Andrew's answer is correct, but here is a more geometric way to think about the same answer.
If a codimension $r$ variety is cut out by $r$ equations, then each equation genuinely cuts out a new dimension, i.e. $V(f_1,\ldots,f_{i+1})$ is a divisor in $V(f_1,\ldots,f_i)$ cut out by $f_{i+1} = 0$. Thus the intersection of $V(f_1,\ldots,f_i)$ and $V(f_{i+1})$ is a proper intersection, and so the degrees multiply.
Here is one way to think about this last statement:
We can assume that the degree of $V(f_1,\ldots,f_i)$ is equal to $d,$ the product of the degrees of $f_1, \ldots,f_i$, by induction. Geometrically, this means that a generic linear subspace $L$ of dimension $i$ meets $V(f_1,\ldots,f_i)$ in $d$ points.
To compute the degree of $V(f_1,\ldots,f_{i+1})$ we intersect with a generic linear subspace $L'$ of dimension $i+1$.
Suppose that $d'$ is the degree of $f_{i+1}$. Then you can deform the equation $f_{i+1} = 0$ to an equation of the form $l_1\ldots l_{d'}$, where each $l_j$ is a generically chosen linear equation. Thus $V(f_{i+1})$ can be deformed to the union of the hyperplanes $V(l_1)\cup \cdots \cup V(l_{d'})$, and so
$V(f_1,\ldots,f_{i+1}) \cap L' = V(f_1,\ldots,f_i) \cap V(f_{i+1}) \cap L',$ which can be deformed to $V(f_1,\ldots,f_i) \cap \bigl(V(l_1)\cup \cdots \cup V(l_{d'})\bigr) \cap L' = \bigl(V(f_1,\ldots , f_i) \cap V(l_1) \cap L'\bigr) \cup \cdots \cup \bigl(V(f_1,\ldots,f_i)\cap V(l_1)\cap L'\bigr) \bigr).$ Now each $V(l_j)\cap L'$ is the intersection of a generic hyperplane and the generic $i+1$-dimensional linear subspace $L'$, and so is a generic linear subspace of dimension $i$. Thus each intersection $V(f_1,\ldots,f_i)\cap V(l_j)\cap L'$ consists of $d$ points, and so their union consists of $dd'$ points. QED
If $V$ is an $r$-codimensional variety cut out by more than $r$ equations, then we can write it in the form $V(f_1,\ldots,f_r, f_{r+1},\ldots,f_s)$ for some $s > r$, where $V(f_1,\ldots,f_r)$ is already of codimension $r$ (but not irreducible). The closed subscheme $V(f_1,\ldots,f_r)$ of $\mathbb P^n$ is then of degree equal to the product of the degrees of the $f_1,\ldots,f_r$, but (by assumption) the additional equations $f_{r+1}, \ldots, f_s$ do not cut down the dimension any further. Instead, they cut out some particular irreducible component of $V(f_1,\ldots,f_r)$. In particular, the intersections $V(f_1,\ldots,f_r) \cap V(f_j)$ for $j > r$ are not proper, and the degree of a non-proper intersection is not given as the product of the degrees.
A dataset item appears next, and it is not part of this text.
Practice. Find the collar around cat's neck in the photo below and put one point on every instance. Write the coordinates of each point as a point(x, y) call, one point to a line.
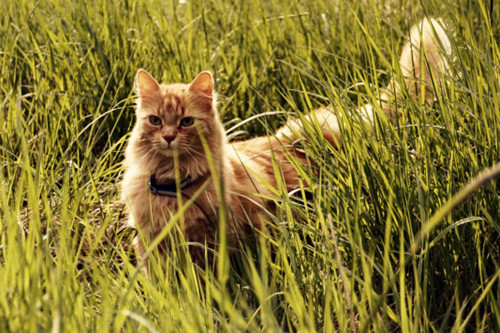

So the basic phenomenon here is as follows: if $V$ is a reducible algebraic set of (equi)codimension $r$, a union of components $V_1,\ldots,V_m$, then $\deg V = \sum_i \deg V_i$, but there is no immediate relationship between the degrees of the additional polynomials needed to cut out the various $V_i$ and the degrees of those $V_i$.
A good example to think about is the case of a twisted cubic curve in $\mathbb P^3$ (with hom. coords. $X,Y,Z,W$). It is obtained by first intersecting the quadrics $V(X^2 - YW)$ and $V(XZ - Y^2)$. This intersection is a degree $4$ curve which is reducible; it is the union of a line $L$ (the line cut out by $X = Y = 0$) and the twisted cubic curve $C$. To cut out $C$ we have to impose the additional equation $X^3 - ZW^2 = 0$.